Handle missing values

In this section, we describe the process of handling missing values. Data preparation includes handling missing values. Missing values occur when one or more records are missing one or more attributes (fields). Most data mining software will not run if the dataset has missing values. This conservative policy is warranted because software that is trying to estimate the effects of variables can be confused and produce calculation errors when it encounters missing values.

Sometimes the data that is collected is returned with missing values. Having missing values in our data can often time prohibit us from creating our models. The video below shows how to easily handle missing values using Microsoft Azure Machine Learning Studio.

Common strategies for dealing data include ommitting records that are not complete, omitting columns if many records lack that column of data, and subtituting or estimating values for the missing attribute in records that are missing that attribute.

Omission (most common strategy)

If there are plenty of records in the dataset and only a few records have missing values, you can omit the records with missing values with little or no impact on the outcome of the models. However, if there are many records that are missing values on certain a certain variable(s) then you would want to drop those variables. The figures below show an example of omitting records with missing values on the homes dataset.
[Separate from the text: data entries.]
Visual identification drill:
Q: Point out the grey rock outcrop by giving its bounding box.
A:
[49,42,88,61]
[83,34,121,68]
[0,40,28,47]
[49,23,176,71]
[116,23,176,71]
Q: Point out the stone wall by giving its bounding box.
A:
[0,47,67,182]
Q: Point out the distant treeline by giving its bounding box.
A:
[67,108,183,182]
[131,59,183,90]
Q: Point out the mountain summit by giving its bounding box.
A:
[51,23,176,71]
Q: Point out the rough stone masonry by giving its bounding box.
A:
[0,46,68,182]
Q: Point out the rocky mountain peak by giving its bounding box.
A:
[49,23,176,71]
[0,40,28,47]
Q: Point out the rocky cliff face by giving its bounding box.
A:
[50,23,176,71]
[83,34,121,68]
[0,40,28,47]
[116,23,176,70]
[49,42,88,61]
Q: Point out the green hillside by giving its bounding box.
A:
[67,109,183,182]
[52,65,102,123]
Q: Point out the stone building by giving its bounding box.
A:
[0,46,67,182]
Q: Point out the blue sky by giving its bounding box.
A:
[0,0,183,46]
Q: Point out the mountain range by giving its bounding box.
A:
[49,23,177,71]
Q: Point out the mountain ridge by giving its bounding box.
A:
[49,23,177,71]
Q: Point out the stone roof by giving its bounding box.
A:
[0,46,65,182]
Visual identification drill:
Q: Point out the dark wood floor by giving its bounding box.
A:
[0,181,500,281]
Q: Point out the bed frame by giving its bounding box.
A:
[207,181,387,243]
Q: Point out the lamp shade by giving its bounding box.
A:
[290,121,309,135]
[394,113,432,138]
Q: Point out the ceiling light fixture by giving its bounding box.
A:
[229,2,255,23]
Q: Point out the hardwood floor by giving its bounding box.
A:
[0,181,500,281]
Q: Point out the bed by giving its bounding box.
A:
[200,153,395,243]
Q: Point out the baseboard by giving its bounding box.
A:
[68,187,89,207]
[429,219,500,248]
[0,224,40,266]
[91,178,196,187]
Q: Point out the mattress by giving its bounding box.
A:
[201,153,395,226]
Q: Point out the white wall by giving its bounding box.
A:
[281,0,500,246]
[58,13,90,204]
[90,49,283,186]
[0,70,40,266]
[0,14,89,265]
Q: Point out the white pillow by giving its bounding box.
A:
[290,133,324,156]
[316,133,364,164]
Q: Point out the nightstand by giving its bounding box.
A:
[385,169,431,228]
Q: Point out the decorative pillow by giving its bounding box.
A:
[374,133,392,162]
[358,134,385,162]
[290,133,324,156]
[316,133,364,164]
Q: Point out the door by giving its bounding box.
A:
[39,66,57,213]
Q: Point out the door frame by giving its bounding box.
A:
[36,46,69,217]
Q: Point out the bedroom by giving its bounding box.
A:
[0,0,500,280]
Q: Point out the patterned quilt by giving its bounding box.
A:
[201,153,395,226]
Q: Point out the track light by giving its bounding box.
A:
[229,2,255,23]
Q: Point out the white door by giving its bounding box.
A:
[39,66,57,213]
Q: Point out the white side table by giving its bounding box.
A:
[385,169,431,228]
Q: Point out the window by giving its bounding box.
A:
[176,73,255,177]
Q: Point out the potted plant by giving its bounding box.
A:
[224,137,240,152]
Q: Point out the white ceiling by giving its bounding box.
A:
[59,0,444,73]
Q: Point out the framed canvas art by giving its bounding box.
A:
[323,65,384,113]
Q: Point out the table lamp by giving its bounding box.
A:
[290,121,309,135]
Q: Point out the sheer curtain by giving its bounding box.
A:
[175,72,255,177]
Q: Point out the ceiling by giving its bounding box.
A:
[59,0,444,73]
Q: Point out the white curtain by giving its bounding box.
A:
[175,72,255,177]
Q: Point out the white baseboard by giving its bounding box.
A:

Figure 22.1: Omission pills and settings
Figure 22.2: Before omission
Figure 22.3: After omission

Sometimes eliminating records or variables is not practical when data is scarce or is expensive. Make sure you know your data and its limitation.

Substitution

Another way of handling missing values in the dataset is to replace missing values with reasonable substitutes. This helps you keep the record and use the rest of its (non-missing) information.

There are several ways you can do this substitution. One way you can do this is substituting missing values on a variable with a specific replacement value. Figure 3.7 below displays an example of how this can be done.

Figure 22.4: Substituting with a specific replacement value

Another way of substitution is by the data type of the variable. If it is a numerical variable you can substitute its missing values with its mean or median. If it is a categorical variable you can replace its missing values the mode. Figures 3.8-3.10 displays an example of replacing the missing values of the bedroom variable with its mean.

Figure 22.5: Substituting missing values with mean pills and settings
Figure 22.6: Before substituting missing values with mean
Figure 22.7: After substituting missing values with mean

Notice that the overall mean of the dataset changed when we replaced the missing values with the mean. Instead of replacing the missing values of the bedrooms with the mean 3.7165 Microsoft Azure Studio rounded it up. Once you think about it, rounding it up to a whole number makes more sense because homes don’t usually have 3.7165 bedrooms.

Converting file to CSV

If you want to convert your final output of your experiment to a CSV search for the "Convert to CSV" pill and connect your last Clean Missing Data pill to your Convert to CSV pill. After you run the experiment right click on that pill and click on Results dataset-->Download.

Figure 22.8: Convert to CSV Pill